Previous posts might've led you to believe I'm not a big fan of "literary" fiction. Nothing could be further from the truth. I'm am a self-proclaimed Literary Literature Lover -- with capital Ls. I just don't believe it's the kind of book I could write... at least not at this point in my career. I still have too much to learn about craft and life.
That said, I love British and American classics -- 18th, 19th and 20th century books that have stood the test of time. (Generally these works are considered "literary"). This is one reason I find myself in Boston annually. My yearly literary pilgrimage. My annual cleanse in Thoreau's bathtub.

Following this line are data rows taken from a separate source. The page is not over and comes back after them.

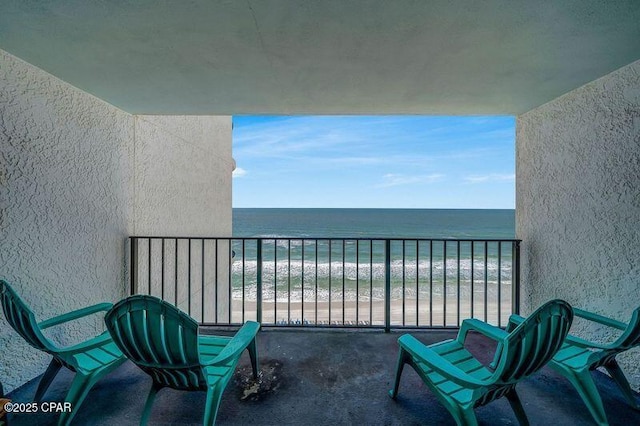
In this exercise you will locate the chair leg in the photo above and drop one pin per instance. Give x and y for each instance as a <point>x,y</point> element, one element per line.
<point>516,406</point>
<point>402,358</point>
<point>79,388</point>
<point>583,382</point>
<point>147,405</point>
<point>214,396</point>
<point>47,378</point>
<point>253,354</point>
<point>618,375</point>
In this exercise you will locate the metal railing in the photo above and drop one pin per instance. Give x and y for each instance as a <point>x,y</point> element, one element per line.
<point>331,282</point>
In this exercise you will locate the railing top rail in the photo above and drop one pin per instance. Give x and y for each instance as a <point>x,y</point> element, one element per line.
<point>325,238</point>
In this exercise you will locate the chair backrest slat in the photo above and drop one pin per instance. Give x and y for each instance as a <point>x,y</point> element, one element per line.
<point>22,319</point>
<point>534,342</point>
<point>159,338</point>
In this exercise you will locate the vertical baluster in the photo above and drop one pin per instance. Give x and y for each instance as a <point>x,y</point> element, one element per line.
<point>404,269</point>
<point>289,281</point>
<point>344,255</point>
<point>357,282</point>
<point>230,294</point>
<point>472,277</point>
<point>244,256</point>
<point>202,284</point>
<point>387,286</point>
<point>458,283</point>
<point>329,282</point>
<point>215,282</point>
<point>189,279</point>
<point>175,267</point>
<point>417,283</point>
<point>316,280</point>
<point>275,281</point>
<point>430,283</point>
<point>259,281</point>
<point>444,283</point>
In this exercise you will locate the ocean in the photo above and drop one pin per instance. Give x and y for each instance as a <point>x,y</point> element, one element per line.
<point>374,223</point>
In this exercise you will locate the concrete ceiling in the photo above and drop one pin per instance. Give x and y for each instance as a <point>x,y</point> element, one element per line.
<point>324,57</point>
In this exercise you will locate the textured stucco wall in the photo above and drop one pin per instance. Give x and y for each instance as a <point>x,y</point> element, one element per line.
<point>65,205</point>
<point>578,201</point>
<point>78,176</point>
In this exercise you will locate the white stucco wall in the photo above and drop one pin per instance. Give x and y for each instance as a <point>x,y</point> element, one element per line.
<point>186,193</point>
<point>578,202</point>
<point>77,177</point>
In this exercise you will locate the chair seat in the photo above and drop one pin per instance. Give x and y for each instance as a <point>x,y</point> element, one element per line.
<point>456,354</point>
<point>211,346</point>
<point>103,354</point>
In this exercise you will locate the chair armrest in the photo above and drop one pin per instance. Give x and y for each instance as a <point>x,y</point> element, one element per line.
<point>488,330</point>
<point>599,319</point>
<point>571,339</point>
<point>73,315</point>
<point>428,356</point>
<point>236,345</point>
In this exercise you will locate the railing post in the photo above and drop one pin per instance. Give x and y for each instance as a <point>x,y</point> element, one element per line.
<point>387,285</point>
<point>133,272</point>
<point>259,281</point>
<point>515,285</point>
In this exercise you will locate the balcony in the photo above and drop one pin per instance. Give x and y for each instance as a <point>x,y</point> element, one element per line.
<point>322,377</point>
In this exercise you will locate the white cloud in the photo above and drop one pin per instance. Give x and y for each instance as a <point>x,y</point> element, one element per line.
<point>239,172</point>
<point>492,177</point>
<point>392,179</point>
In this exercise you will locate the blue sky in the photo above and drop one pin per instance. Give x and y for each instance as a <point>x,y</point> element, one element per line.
<point>374,161</point>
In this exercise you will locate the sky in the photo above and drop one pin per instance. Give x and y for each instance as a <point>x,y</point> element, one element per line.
<point>374,162</point>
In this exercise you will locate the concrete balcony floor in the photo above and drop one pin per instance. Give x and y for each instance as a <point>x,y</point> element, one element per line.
<point>322,377</point>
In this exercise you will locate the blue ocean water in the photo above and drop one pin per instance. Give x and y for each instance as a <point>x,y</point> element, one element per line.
<point>374,223</point>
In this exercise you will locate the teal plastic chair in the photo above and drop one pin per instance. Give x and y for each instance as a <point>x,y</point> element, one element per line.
<point>578,357</point>
<point>164,342</point>
<point>461,383</point>
<point>90,360</point>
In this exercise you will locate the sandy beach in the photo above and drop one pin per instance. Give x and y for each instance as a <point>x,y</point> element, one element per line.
<point>369,313</point>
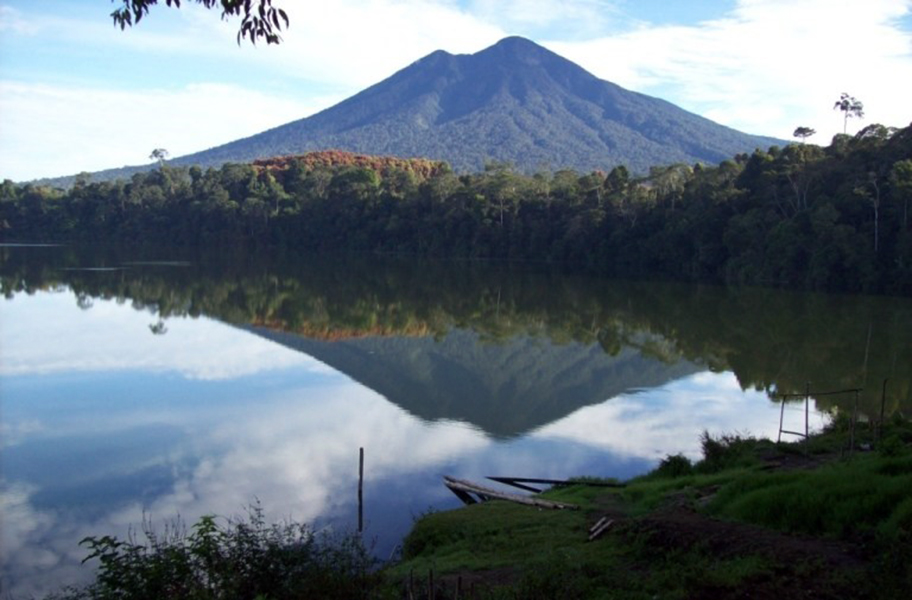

There's nothing quite like immersing oneself in the romanticism and history of writers' lives from another time. Over the years I've stopped at sites and seen artifacts pertaining to Emerson, Dickinson, Keats, Alcott, Hawthorne, Frost, Twain, Longfellow, Poe, Thoreau, and many others. One of my favorite things to do is to trudge through New England, going from historic landmark to historic landmark, and taking it all in. This year, I brought my niece with me. We had a terrific time and, as usual, my Boston friends brought something new and literary to the agenda.
One of my favorite sites is the Longfellow House in Cambridge. It's a beautiful home with great historic and literary value. A home of General Washington and the Dante scribing poet, Longfellow. I've been to this site numerous times and each time I find myself affected by the history, the tragedy of Longfellow's wife's death, and the society of other writers he kept.
We also visited Orchard House in Concord -- where the Alcott's lived -- and we dropped by the Old Manse -- where Emerson and Hawthorne both resided. The tour guides and well preserved homes never disappoint. Though I've toured these sites before, the stories the tour guides tell are fresh and interesting every time. Seeing Louisa Alcott's sister's artwork painted on the walls of her room at Orchard House brings me instantly to Amy in Little Women. Life and fiction comes together so neatly in ways. I also loved learning that the taxidermied owl in the downstairs parlor of the Old Manse was named Longfellow by Hawthorne. His wife hated it, he loved it, and she often hid it from him -- the attic, behind the furniture -- but he always found it and brought it back out. In the three years the Hawthorne's lived at the Old Manse they etched messages to one another in the window panes -- early day text messages, love notes? It's just plain awesome. These writers were just people -- and walking through the same hall they roamed, listening to their life stories, is the best way to be reminded of that fact.
Another gem? In the very room where Hawthorne wrote in the years he stayed there, Emerson stood at the same window and was inspired to write the essay Nature -- which birthed Transcendentalism. What was it about that place and that time? As a writer, I can't help but romanticize it.
One of the terrific new things I did this trip was visited the Houghton Library at Harvard. Not only were the books breathtaking -- ancient editions that go back to Gutenberg and before -- but the have amazing collections of letters and artifacts upstairs. The Emily Dickinson room houses not only the books she owned, read, and were informed and inspired by, but her writing desk, letters, and the chest of drawers her writing was found in after her death. Amazing items to peruse, to examine, and to think about. Houghton also houses each edition of Keats work and his life mask. Being able to look at Keats' still face in front of your own while surrounded by his letters and poems. It brings a smile to my face.
We swung by the Boston Public Library which is always a treat. They had an exhibition of letters from Poe, Phillis Wheatley, and so many others. I could've stayed for hours reading them all. Something about the handwriting and the language really transports you.
But there is one thing that I love to do, more than anything, when I find myself in the area. Walden Pond. There's something about having read Walden and walking through the forest paths and hanging out at the site of Henry David's cabin that seems so surreal and real at the same time. And I always walk the path from the site to the water's shore and submerged myself into Thoreau's bathtub -- because certainly he wouldn't have cleaned himself there, wouldn't he have? I like to imagine it anyway.
I love to reread the poems and stories of these writers. I love to travel to this place. But most of all, I love to piece it all together. For me, it creates a strange living history I can relate to -- something to remind myself that even the writers we edify were and are people too...who have to bathe and collect books and play and argue with their spouses... just like me. Somehow, even when I've experienced these places and stories before, it inspires me each time and in a strange way helps me to validate the writer's life I've chosen.